Over the course of the tournament, Jessica and I debate thirteen men (six white, seven Asian) and one woman. Several of the men try to crush my fingers in the obligatory post-round handshake. We narrowly beat two cocky juniors—they were easy to hate—and one bursts into tears when they lose. It is hard to feel remorseful, so I don't. The next year, the crying boy is asked to leave his school after bullying his classmates. He and his partner both transfer so they can keep debating together. It pays off—that year, the pair win the TOC. When I learn this, I remember our round and feel vindicated in my callousness. In fact, I’m almost proud.



Interlake DS goes 4-1 at Cal before being pit against one of my close friends in Round Six. Yet I cannot convince myself to hate him; in fact, I feel certain that he will abandon our friendship once they see how poorly I debate. I give two anxious, scattered speeches and lose the round. My friend-slash-opponent and I were planning to grab late-night poutine afterwards, but I can’t bear to look him in the eye, so I apologize and head back to the hotel to sleep off the stress.



All 4-2s break at Cal, but we bow out in our first elim the next morning. TOC-qualified or not, Interlake DS had gotten no further in the tournament than in 2015. The loss sucks for about an hour before we console ourselves with pineapple buns from nearby Sheng Kee bakery. We eat them on a grassy slope outside the Life Sciences building. The air feels cool and cleansing.



Remember last year? I ask Jessica. We lost in triple-octas, just like this.



Yeah, we spent Day Two crying on the fourth floor of Dwinelle.



Wow. I marvel at the memory, which feels as faint as a dream. This is so much better.


Sometimes I wonder how so much of my debate-related stress dissipated that winter, despite being so all-consuming during the first three years of competition. One explanation is that my college apps were submitted, so I was no longer worried about converting wins to acceptances. Another is the TOC qualification. Before, I'd been so focused on this singular goal of the TOC, and finally achieving it offered the breathing room to enjoy myself. A third, more likely factor is the self-fulfilling prophecy. With one good tournament, UW, we went from constant imposters to actually feeling like winners. Rationally, nothing changed, but emotionally, it was everything.



Jessica and I barely prep for the TOC, which is held on the weekend bridging April and May. We've just signed our college commitments—me to Stanford, she to Brown—and that ordeal was enough stress for the month. We dedicate the rest of senior spring to pointless drives around town and unexcused absences, not afternoons in the old history classroom where debate practice was held.

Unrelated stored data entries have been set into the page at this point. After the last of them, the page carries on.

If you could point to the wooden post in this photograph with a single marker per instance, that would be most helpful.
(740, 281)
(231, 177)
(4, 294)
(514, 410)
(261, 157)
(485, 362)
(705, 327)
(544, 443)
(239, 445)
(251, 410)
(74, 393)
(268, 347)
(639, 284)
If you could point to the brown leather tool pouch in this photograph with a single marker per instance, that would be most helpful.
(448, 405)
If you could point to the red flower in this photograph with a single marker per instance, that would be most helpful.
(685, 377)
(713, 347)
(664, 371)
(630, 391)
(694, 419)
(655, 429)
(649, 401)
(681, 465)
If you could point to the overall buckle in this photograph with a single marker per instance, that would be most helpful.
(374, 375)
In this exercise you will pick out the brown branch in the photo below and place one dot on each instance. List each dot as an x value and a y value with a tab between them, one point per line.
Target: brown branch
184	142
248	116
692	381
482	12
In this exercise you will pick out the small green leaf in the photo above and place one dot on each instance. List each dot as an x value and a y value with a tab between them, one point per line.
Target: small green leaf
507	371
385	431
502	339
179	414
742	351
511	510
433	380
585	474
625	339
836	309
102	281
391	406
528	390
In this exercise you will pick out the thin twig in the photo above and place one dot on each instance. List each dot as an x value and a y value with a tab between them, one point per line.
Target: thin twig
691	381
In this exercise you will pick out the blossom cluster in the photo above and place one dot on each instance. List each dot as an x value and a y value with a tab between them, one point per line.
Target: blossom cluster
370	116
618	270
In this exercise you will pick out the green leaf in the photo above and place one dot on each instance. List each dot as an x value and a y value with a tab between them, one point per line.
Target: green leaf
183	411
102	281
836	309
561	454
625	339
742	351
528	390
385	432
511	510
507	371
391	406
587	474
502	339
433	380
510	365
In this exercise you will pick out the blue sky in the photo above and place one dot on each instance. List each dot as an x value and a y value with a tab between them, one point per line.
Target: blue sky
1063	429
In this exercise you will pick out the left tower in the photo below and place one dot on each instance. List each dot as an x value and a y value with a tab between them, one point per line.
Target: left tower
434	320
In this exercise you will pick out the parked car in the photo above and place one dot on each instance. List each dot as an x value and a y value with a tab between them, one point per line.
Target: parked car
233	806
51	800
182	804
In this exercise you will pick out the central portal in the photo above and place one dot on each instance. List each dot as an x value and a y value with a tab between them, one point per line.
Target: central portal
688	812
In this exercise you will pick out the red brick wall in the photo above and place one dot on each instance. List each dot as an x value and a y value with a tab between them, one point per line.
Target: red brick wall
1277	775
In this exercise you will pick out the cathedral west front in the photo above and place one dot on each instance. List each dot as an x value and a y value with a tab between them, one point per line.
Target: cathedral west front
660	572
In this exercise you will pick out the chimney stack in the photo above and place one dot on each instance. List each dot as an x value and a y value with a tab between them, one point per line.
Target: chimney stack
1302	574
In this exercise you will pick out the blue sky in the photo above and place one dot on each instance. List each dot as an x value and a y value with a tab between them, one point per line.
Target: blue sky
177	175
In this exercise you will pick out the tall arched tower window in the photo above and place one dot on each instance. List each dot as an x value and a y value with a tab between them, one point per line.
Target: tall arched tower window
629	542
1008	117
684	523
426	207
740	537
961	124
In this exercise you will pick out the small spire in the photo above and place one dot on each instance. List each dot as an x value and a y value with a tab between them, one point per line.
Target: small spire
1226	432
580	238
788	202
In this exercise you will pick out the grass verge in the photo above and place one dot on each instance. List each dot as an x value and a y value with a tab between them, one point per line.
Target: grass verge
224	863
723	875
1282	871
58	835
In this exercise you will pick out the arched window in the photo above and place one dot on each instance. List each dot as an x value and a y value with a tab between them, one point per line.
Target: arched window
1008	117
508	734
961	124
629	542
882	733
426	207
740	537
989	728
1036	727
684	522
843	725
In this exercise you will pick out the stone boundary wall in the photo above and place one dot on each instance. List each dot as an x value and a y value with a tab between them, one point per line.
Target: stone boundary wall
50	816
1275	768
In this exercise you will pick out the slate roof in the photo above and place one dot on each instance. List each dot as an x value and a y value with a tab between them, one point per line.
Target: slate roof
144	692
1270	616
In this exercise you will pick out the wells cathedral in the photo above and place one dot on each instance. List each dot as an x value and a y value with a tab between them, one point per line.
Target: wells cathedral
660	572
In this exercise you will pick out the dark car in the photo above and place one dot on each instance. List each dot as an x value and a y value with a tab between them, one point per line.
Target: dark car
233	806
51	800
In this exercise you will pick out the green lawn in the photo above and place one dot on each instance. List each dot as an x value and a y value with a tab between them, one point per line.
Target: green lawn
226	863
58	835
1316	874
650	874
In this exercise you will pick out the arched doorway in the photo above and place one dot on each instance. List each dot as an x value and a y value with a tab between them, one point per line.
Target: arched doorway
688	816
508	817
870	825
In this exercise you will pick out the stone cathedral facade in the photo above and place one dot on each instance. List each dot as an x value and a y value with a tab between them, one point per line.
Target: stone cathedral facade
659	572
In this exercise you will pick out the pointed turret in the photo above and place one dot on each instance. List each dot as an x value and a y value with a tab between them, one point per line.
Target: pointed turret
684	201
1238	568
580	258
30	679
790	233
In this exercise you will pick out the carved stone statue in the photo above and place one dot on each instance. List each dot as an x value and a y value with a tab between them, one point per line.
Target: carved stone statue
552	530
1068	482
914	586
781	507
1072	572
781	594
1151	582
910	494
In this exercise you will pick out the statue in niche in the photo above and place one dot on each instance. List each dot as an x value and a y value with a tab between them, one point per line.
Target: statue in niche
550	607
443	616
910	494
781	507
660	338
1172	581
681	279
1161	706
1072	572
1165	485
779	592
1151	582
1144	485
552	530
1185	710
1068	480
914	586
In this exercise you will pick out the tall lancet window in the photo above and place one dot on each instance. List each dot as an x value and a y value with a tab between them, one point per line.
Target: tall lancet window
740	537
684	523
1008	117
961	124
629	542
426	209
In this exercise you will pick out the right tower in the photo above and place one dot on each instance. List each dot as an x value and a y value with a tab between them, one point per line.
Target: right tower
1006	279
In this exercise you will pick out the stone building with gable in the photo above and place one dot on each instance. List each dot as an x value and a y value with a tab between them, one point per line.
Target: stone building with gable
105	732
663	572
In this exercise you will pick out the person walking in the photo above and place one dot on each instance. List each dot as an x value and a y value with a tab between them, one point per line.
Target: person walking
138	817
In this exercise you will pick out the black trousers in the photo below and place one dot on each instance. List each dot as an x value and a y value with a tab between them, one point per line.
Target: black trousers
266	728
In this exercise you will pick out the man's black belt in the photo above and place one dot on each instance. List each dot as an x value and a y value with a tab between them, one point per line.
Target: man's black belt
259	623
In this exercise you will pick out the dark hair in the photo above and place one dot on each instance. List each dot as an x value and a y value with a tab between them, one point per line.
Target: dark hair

When we arrive at the tournament, we have no expectations. Most debaters stay up late to prep, chugging Red Bull as dark circles etch themselves under their eyes. Jessica and I order pasta at midnight. It comes without utensils, so we make chopsticks out of coffee stirrers and collapse into fits of laughter when the noodles slip from our grasp. Over the next two days of competition, Interlake DS loses four of seven rounds. Instead of ranting about judges or agonizing over the could-have-beens, we spend the rest of the day wandering around Lexington, Kentucky's barren streets. The street is lined with a couple burger joints, a print shop, and a dusty-looking vintage boutique. There are not very many trees. As we walk, a pedestrian yells konichiwa! at us, and we roll our eyes at him. We sleep well at night.